In response to the growing automotive theft epidemic in the Chicagoland area, State Sen. John Curran (R-Downers Grove) has sponsored a public safety measure to help law enforcement to detain suspects of carjacking, which received unanimous support on the Senate floor on May 2.
“Our law enforcement have been calling for changes to the procedures in investigating car theft,” said Curran. “Too many carjackers get away unscathed and unaccountable—especially if they possess the keys to the vehicle—due to the overly complicated and extreme criteria for a suspect to be detained and questioned. This new measure provides courts with better direction in determining whether to detain someone for a possession of a stolen motor vehicle offense.”
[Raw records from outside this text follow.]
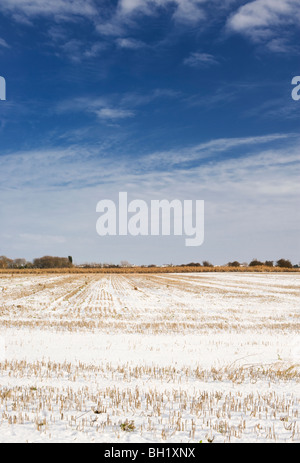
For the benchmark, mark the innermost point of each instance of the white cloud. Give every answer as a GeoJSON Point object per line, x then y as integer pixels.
{"type": "Point", "coordinates": [48, 199]}
{"type": "Point", "coordinates": [101, 107]}
{"type": "Point", "coordinates": [130, 43]}
{"type": "Point", "coordinates": [200, 60]}
{"type": "Point", "coordinates": [63, 9]}
{"type": "Point", "coordinates": [114, 113]}
{"type": "Point", "coordinates": [266, 20]}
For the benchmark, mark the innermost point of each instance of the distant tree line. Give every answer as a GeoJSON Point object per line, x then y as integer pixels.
{"type": "Point", "coordinates": [39, 263]}
{"type": "Point", "coordinates": [50, 262]}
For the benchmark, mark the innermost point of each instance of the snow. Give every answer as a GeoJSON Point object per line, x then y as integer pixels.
{"type": "Point", "coordinates": [186, 358]}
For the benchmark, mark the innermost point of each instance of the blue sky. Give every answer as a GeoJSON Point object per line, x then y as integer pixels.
{"type": "Point", "coordinates": [163, 99]}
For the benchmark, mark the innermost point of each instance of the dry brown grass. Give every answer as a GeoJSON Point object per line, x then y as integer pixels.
{"type": "Point", "coordinates": [147, 270]}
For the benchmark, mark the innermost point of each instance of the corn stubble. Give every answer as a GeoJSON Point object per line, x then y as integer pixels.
{"type": "Point", "coordinates": [180, 358]}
Under Senate Bill 2339, law enforcement will be able to detain a possible suspect of carjacking if the individual has unexplained exclusive possession over the vehicle, or if surrounding facts and circumstances would lead a reasonable person to believe that the vehicle or auto parts were stolen or converted.
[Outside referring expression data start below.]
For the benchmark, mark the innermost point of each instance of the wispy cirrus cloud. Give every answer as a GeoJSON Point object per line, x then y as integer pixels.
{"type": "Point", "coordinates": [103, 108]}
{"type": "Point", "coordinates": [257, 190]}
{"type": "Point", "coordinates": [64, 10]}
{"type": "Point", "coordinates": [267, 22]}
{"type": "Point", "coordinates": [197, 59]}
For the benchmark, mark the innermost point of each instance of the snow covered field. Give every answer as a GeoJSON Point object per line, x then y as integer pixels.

Current law pertaining to stolen vehicles has not proven to be effective in some areas for combating car theft, as it requires an investigating officer to establish that the person driving a stolen vehicle has “knowledge that the vehicle is stolen or converted" in order for the officer to pursue charges. This knowledge is difficult to prove when the suspect has the keys to the vehicle; for example, if the car was stolen following the hijacking. As a result, car thieves routinely avoid accountability in court; and the victim of the theft does not receive meaningful restitution.
Senate Bill 2339 will now move to the House of Representatives for consideration.